# Bear Guide?



## richardjb (Apr 1, 2008)

Any licensed Guide/Houndsman that knows the Daggett/ Three corners area? Any info would help.


----------



## goofy elk (Dec 16, 2007)

Go to MM , Click on Wild West Outfitters ...

Shawn Labrum, Ike , and the boys are from the Uinta basin ...

Contact them, They are one of the few licenessed for Ashley NF, And BLM out there.

Dang good hound guys too..


----------



## Kevin D (Sep 15, 2007)

The Horrocks are also licensed guides from the area, though I don't know what name they operate under.
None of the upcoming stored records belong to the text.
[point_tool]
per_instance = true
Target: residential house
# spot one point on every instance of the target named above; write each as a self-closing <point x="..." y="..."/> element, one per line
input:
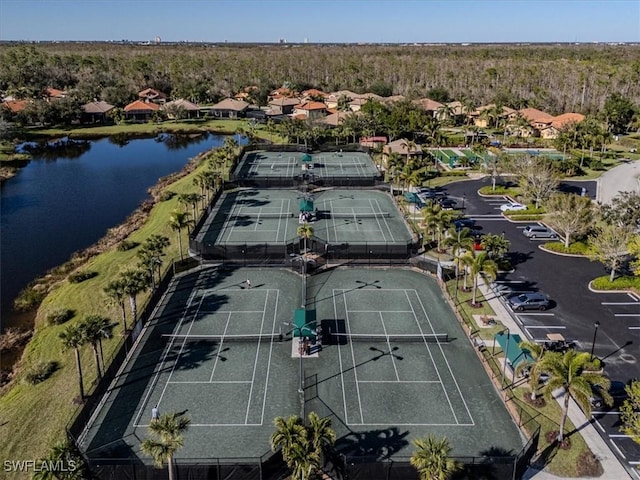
<point x="189" y="109"/>
<point x="480" y="118"/>
<point x="552" y="130"/>
<point x="282" y="105"/>
<point x="430" y="106"/>
<point x="95" y="112"/>
<point x="310" y="110"/>
<point x="140" y="111"/>
<point x="228" y="108"/>
<point x="152" y="95"/>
I dunno Goofy, I have had too many internet battles with Dennis to recommend him. My idea of torture would be to have to ride around in a truck with him for a week listening to his stories.:kev: :mrgreen:


----------



## goofy elk (Dec 16, 2007)

I hear ya Kevin ....

And honastly, I dont know Dennis as well as I know Shawn, 
BUT, I can recomend Shawn though, I'd hunt with him for a week ...


----------



## richardjb (Apr 1, 2008)

Thanks guys. I'm going down to the Expo today. Maybe someone there knows the Horrocks.


----------



## 5pointbull (Mar 4, 2014)

Two dog hunting, is very successful in that area;-)


----------